An initial selection of eight thumbnails appears arranged around a central screen. The user then mouse-clicks on a 'joystick-like' graphic and scrolls in the direction of the desired thumbnail to start the video dance. The selected clip starts playing in the central screen area and a new thumbnail takes its place from the database. The user will always have 8 clip choices to navigate to as the application will continually draw from the same pool of clips. If the user chooses not to select a thumbnail then the current clip will loop. As with Matthew Gough's proposed system the selection will adjust during the dynamic editing process to reflect the shifting thematic biases towards particular material or interpreted intention, but also material that might edit together better according to cinematic conventions e.g. avoiding cutting too many wide shots together.

Additionally there will be the ability to record a sequence for play back and to share edits for others to see by publishing on the site. This will be achieved by creating 'edit decision lists' as recording takes place. The original video material is not changed. In a very basic way this takes place in our existing work 'The Truth:The Truth'. These edits can then be used to generate new meta tags for the material used in these edits e.g. 'Pete's close up hand edit' thus creating a nesting or clustering effect. Intertexts and Folksonomies will develop as the content and the tag clouds develop.

In this situation one of Nelson's tenets that you should be able to track the original context of the transdelivered / transcluded material, so the concept of authorship is preserved, is needed for sustaining trust amongst content providers and maybe in the future even provide income through transcopyright licensing and micro-payments. (Nelson 2007)

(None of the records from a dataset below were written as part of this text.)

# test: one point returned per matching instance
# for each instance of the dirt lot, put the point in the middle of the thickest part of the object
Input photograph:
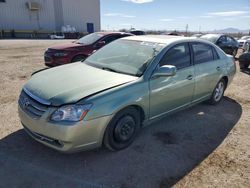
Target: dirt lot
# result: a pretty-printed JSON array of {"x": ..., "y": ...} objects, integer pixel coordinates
[{"x": 204, "y": 146}]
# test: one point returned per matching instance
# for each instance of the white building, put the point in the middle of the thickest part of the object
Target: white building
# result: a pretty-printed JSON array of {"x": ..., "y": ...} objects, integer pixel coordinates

This is a significant step away from a truly transcluded / transdelivered distributed content based system that could tap into the relevant meta tags on sites like You Tube and Google Video but it will in my opinion, yield significantly better results aesthetically. To allow a degree of curatorial control over the content has its benefits for the end-user experience. Though there are good arguments for allowing the self-policing approach, you just have to put the words 'dance' and 'video' in to a search on most video sites to see you will get a considerable amount of pop promos and adult content.

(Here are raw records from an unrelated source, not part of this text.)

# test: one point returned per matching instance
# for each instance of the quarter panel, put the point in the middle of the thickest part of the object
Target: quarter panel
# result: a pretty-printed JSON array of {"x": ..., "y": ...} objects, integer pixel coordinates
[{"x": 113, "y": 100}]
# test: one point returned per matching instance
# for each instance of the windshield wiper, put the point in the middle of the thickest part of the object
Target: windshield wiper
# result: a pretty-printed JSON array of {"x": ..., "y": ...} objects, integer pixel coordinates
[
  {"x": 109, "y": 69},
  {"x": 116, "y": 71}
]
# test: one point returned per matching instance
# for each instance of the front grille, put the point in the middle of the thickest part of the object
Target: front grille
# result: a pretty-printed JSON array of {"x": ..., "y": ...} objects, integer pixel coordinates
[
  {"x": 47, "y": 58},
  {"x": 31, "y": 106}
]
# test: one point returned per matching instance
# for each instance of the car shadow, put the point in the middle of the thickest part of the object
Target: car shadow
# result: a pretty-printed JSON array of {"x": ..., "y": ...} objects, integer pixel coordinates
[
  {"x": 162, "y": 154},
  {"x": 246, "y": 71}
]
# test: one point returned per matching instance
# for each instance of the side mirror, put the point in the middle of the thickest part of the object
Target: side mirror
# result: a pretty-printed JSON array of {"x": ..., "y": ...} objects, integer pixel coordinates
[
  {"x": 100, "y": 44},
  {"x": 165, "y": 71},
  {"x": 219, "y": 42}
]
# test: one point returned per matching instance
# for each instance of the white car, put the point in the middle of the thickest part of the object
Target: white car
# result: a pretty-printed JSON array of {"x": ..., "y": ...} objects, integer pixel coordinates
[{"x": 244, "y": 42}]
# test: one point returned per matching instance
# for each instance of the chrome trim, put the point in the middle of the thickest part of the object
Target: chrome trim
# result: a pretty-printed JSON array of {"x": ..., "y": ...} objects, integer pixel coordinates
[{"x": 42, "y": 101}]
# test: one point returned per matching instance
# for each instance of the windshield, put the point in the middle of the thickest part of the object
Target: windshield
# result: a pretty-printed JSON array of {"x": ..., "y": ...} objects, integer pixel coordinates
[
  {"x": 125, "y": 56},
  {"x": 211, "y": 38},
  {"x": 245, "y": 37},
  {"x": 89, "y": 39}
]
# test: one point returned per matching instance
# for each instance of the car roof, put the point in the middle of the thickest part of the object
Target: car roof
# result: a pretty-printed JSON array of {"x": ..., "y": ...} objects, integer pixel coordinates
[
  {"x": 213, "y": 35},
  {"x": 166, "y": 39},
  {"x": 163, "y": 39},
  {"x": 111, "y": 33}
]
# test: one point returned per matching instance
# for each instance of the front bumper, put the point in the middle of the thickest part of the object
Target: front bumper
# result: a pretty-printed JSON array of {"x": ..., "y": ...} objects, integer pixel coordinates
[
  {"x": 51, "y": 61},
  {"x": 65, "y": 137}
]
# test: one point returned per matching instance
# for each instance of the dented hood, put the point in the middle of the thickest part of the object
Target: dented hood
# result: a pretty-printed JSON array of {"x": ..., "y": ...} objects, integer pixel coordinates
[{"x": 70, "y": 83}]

An additional future feature that I have discussed with a colleague at the University of Dundee is automated gesture/movement image analysis. This is very difficult to achieve but could yield some interesting results nonetheless. The benefits are that you can have 2 levels of tagging one user-based subjective tag and secondly an 'objective' computer-generated tag. This could act as an interesting filter that could be turned on or off as desired. This would also possibly help in sifting content if a wider net was cast in to other user generated video content sites.

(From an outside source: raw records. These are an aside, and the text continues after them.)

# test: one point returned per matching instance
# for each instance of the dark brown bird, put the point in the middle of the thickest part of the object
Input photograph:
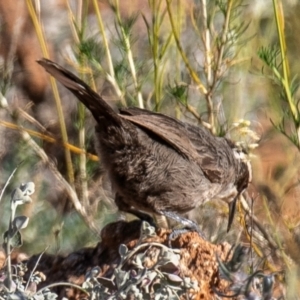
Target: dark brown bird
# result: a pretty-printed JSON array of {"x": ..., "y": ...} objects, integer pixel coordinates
[{"x": 158, "y": 164}]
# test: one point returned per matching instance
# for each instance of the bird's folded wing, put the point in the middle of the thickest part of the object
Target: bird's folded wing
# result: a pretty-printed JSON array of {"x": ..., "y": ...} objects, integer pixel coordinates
[{"x": 187, "y": 140}]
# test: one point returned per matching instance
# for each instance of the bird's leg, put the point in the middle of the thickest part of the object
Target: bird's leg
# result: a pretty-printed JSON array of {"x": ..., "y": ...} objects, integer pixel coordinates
[
  {"x": 127, "y": 208},
  {"x": 188, "y": 225}
]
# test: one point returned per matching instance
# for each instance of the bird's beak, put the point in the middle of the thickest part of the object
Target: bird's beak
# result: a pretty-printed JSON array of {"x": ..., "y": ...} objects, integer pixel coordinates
[{"x": 231, "y": 207}]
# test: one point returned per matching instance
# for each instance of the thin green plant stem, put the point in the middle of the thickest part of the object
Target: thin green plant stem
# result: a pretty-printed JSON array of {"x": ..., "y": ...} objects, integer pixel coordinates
[
  {"x": 129, "y": 56},
  {"x": 208, "y": 58},
  {"x": 278, "y": 11},
  {"x": 192, "y": 72},
  {"x": 84, "y": 194},
  {"x": 63, "y": 129},
  {"x": 111, "y": 74}
]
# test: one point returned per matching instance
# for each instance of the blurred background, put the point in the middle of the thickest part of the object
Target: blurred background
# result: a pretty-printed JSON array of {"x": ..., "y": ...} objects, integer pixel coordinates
[{"x": 231, "y": 66}]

YouTube.com have just recently launched a new viewing tool called Warp that shows what is possible when tag clusters are used to generate linkages between video clips. It is an exciting development in navigational interfaces but it does show that you are at the mercy of unfiltered content. You still move slowly from one video clip to the next and any sense of dynamic implied from the interface is lost once a selection is made.

Fig 6. Youtube.com warp interface


The kinaesthetic effect is critical in all this. We are talking about engaging with dance after all. I am certain a slow editing process for many dance-focussed users will not be engaging enough. Will this new type of 'Kinaesthediting' interface produce more interesting results by forcing a more intuitive and responsive style of editing of this type of material? I think so. Though it may seem we are overly preoccupied with technical structures, what McPherson and I are ultimately interested in, as with the other Hyperchoreographic works, is what type of content we can make for this type of interface?